Al-Zurfi, the second premier hopeful to withdraw since Abdul-Mahdi resigned, never had the opportunity to present his government in parliament. His predecessor, Mohammed Allawi, a former communications minister, stepped down last month unable to muster the quorum necessary to pass his lineup because parties took issue with his choice of ministers.

In a resignation letter to Saleh, al-Zurfi cited “internal and external reasons” that prevented him from carrying out his duties.

Al-Zurfi faced stiff resistance from Iraq’s powerful Iran-backed political parties since his appointment in March. On April 4, eight Iran-backed militia groups issued a joint statement accusing al-Zurfi of being an “American agent” and threatened lawmakers if they approved his proposed Cabinet.
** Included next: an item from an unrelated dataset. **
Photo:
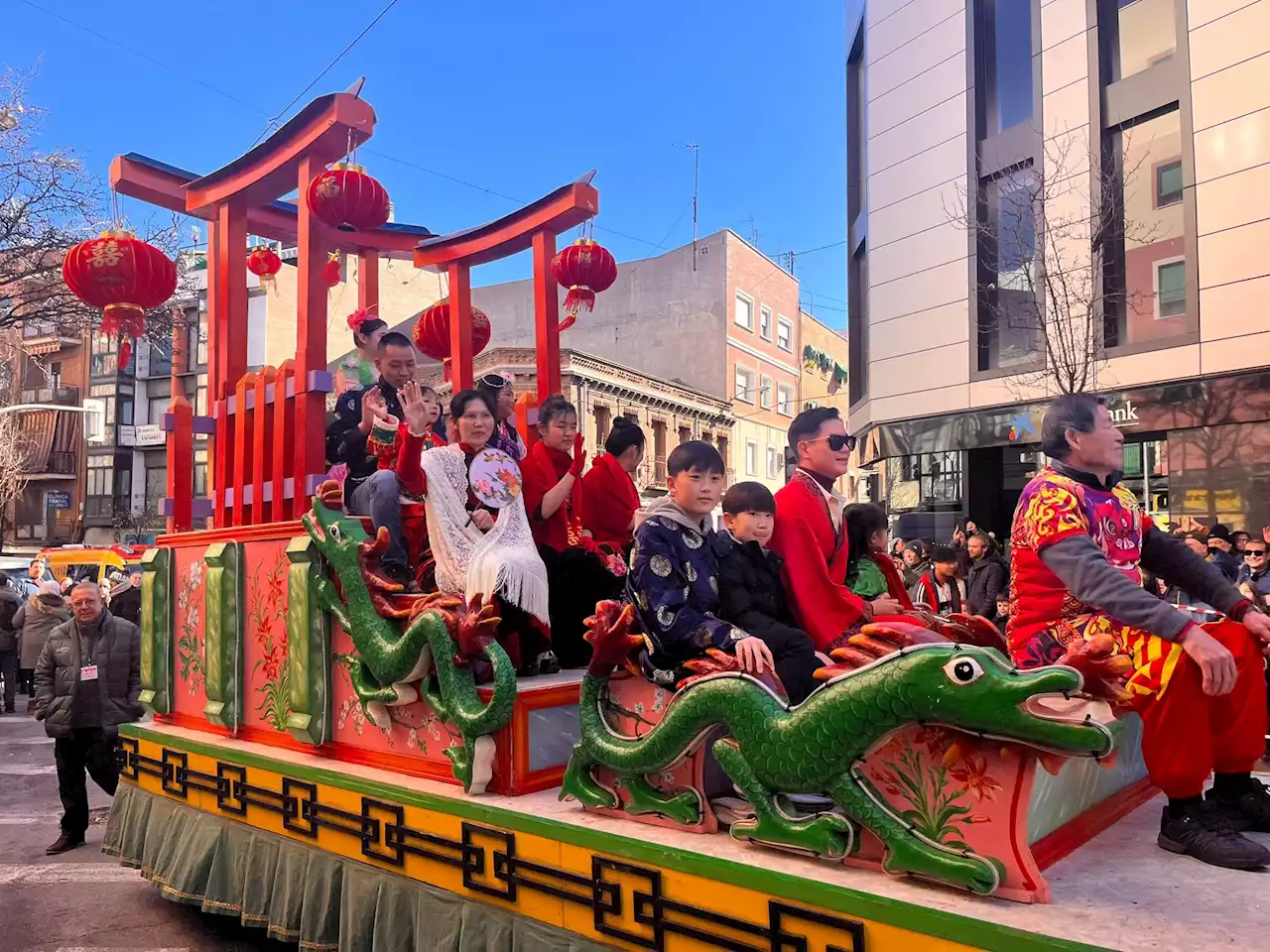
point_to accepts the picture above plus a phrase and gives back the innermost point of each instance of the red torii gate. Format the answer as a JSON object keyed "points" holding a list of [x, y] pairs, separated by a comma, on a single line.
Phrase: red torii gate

Al-Kadhimi’s appointment also comes a week after Esmail Ghaani, head of Iran’s expeditionary Quds Force, visited Baghdad. Iraq officials said the Iranian general suggested in meetings that Iran and the Revolutionary Guard did not want al-Zurfi as prime minister.

Dr Aniseh Bassiri Tabrizi at the Royal United Services Institute, a think tank, said it was the “perfect example of how Iran, during this pandemic, has managed to maintain pressure and exert its outcome through its influence and its Iran-backed forces in Iraq, and therefore to have an outcome that is more favorable to its national security.”

The unity that brought al-Kadhimi to this moment is still on shaky ground, experts said. The same Iran-aligned parties that back him now vehemently opposed his candidacy in December. Experts now wonder when opposition to al-Kadhimi might arise.

“Will it be during Cabinet formation process? Or later, when he becomes prime minister and has to start making the necessary changes to confront coronavirus and the economic crisis?” asked Jiyad.